Missed time limits are one of the main causes of claims against practices and one that Lexcel recognises. Practices should ensure that they have a procedure to monitor key dates, which must include, inter alia, “ensuring that key dates are recorded on the file and in a back-up system”.
Whether or not your firm operates a formal Bring Your Own Device (BYOD) policy it is wise to keep a register of those items of technology such as mobile phones, tablets and laptops that belong to staff but are used for the purposes of the business.
Clients who require assistance that the firm is unable to provide may be referred to someone able to provide the necessary service. The Referrals Register is used to record all such referrals and the details relating to them.

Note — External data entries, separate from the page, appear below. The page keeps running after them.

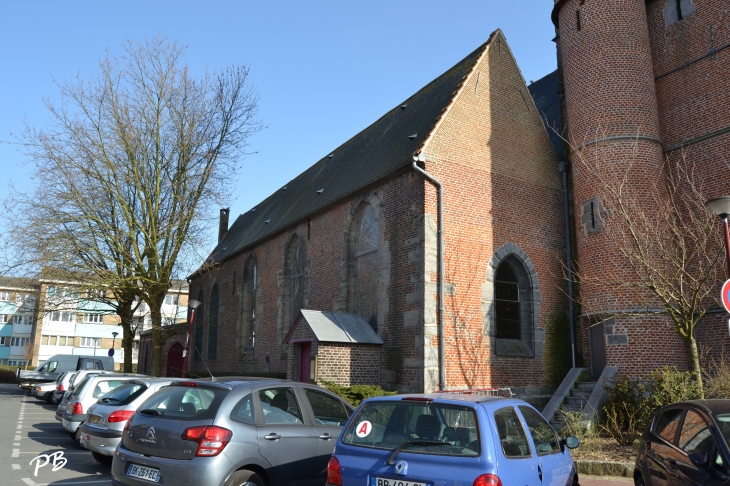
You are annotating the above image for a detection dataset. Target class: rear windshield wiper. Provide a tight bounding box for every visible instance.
[385,439,451,466]
[139,408,165,417]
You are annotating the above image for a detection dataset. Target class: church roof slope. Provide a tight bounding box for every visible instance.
[207,32,496,264]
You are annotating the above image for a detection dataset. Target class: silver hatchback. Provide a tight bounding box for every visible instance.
[112,378,353,486]
[79,378,181,464]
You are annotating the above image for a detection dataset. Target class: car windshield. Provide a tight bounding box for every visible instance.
[342,400,481,456]
[99,383,147,406]
[137,386,228,421]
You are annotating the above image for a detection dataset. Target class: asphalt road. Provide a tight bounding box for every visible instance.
[0,384,111,486]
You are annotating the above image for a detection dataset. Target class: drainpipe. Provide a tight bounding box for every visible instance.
[413,154,446,390]
[560,160,575,368]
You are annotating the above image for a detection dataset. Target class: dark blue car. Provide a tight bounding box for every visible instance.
[327,394,579,486]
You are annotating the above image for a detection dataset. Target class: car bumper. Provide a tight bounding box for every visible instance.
[61,413,86,432]
[112,444,233,486]
[80,424,122,456]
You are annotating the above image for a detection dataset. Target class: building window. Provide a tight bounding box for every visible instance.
[281,235,306,339]
[81,337,101,348]
[241,255,258,354]
[192,290,205,361]
[165,294,180,305]
[350,204,379,331]
[207,285,219,359]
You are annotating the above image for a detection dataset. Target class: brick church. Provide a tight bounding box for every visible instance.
[183,0,730,396]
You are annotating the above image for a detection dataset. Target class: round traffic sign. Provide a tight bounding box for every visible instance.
[720,280,730,312]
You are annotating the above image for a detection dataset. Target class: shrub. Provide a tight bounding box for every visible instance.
[321,381,397,407]
[601,366,701,445]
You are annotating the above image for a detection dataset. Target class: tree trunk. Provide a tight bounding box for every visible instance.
[687,336,705,398]
[117,300,134,373]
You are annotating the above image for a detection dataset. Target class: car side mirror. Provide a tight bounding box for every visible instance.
[689,449,710,467]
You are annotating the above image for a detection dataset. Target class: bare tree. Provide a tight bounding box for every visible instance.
[10,38,262,375]
[574,140,724,394]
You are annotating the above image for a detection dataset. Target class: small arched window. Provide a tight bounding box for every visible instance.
[241,255,258,354]
[190,289,205,361]
[353,204,379,329]
[494,261,521,339]
[207,285,220,359]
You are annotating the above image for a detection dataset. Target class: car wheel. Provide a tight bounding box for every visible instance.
[91,451,114,466]
[225,469,265,486]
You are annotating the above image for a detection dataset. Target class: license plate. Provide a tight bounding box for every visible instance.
[370,476,430,486]
[127,464,162,483]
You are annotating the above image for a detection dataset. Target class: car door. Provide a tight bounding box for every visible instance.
[492,406,541,486]
[299,387,352,484]
[517,405,573,486]
[668,409,730,486]
[254,387,321,486]
[645,408,684,486]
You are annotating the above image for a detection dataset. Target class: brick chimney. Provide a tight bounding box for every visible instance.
[218,208,231,243]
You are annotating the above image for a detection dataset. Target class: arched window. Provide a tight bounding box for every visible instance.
[352,204,379,329]
[281,235,307,339]
[190,289,205,361]
[206,285,220,359]
[241,255,258,354]
[494,261,521,339]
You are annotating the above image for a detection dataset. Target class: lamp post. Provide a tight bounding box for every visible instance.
[182,299,200,378]
[705,196,730,278]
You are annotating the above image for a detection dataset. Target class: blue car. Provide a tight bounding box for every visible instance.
[327,394,580,486]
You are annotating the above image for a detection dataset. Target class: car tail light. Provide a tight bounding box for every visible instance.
[327,456,342,486]
[107,410,134,424]
[181,425,233,457]
[474,474,502,486]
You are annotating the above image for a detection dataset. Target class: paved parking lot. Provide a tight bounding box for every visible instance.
[0,385,111,486]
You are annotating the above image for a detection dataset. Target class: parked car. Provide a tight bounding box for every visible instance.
[30,382,56,403]
[327,394,580,486]
[51,371,78,403]
[15,354,114,388]
[61,373,141,445]
[112,378,352,486]
[56,370,109,422]
[634,400,730,486]
[79,378,182,464]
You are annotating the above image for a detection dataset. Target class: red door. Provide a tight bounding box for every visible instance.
[165,343,184,376]
[299,343,312,383]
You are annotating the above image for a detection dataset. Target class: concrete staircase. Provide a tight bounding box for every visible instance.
[542,366,616,430]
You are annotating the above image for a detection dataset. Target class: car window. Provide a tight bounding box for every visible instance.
[305,388,348,426]
[494,407,532,459]
[99,383,147,406]
[519,405,561,456]
[654,408,682,443]
[231,393,256,425]
[342,399,481,457]
[259,388,303,424]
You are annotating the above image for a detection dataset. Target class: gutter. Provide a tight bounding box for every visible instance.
[412,156,446,391]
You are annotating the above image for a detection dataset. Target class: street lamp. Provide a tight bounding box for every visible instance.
[182,299,200,378]
[705,196,730,278]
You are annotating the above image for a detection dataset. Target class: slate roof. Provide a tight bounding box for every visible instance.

the SRA Codes of Conduct require that all regulated persons report promptly to The SRA, or other approved regulator, any facts or matters that could amount to a serious breach of their regulatory arrangements. This register assists with that process.
Residual Client Balances
Where the owner of a residual balance cannot be traced, the firm may deal with that balance by giving it to charity. However, a record must be made of how it was dealt with and that record must be retained for a minimum period of 6 years.
Unlike the hardware register, it is a requirement both of Lexcel and the CQS that firms maintain a register of all software they use. It is also good practice since it allows managers to see what might be becoming out of date and could therefore present a potential risk to the firm.
Special care must be taken in relation to the giving, monitoring and discharge of undertakings as the sanctions for non-compliance are severe and could result in a serious disciplinary offence culminating in proceedings before the SDT. Although there is no regulatory requirement for a central undertakings register, nevertheless it may prove useful in helping managers to monitor any undertakings given or received and the clients to whom they relate.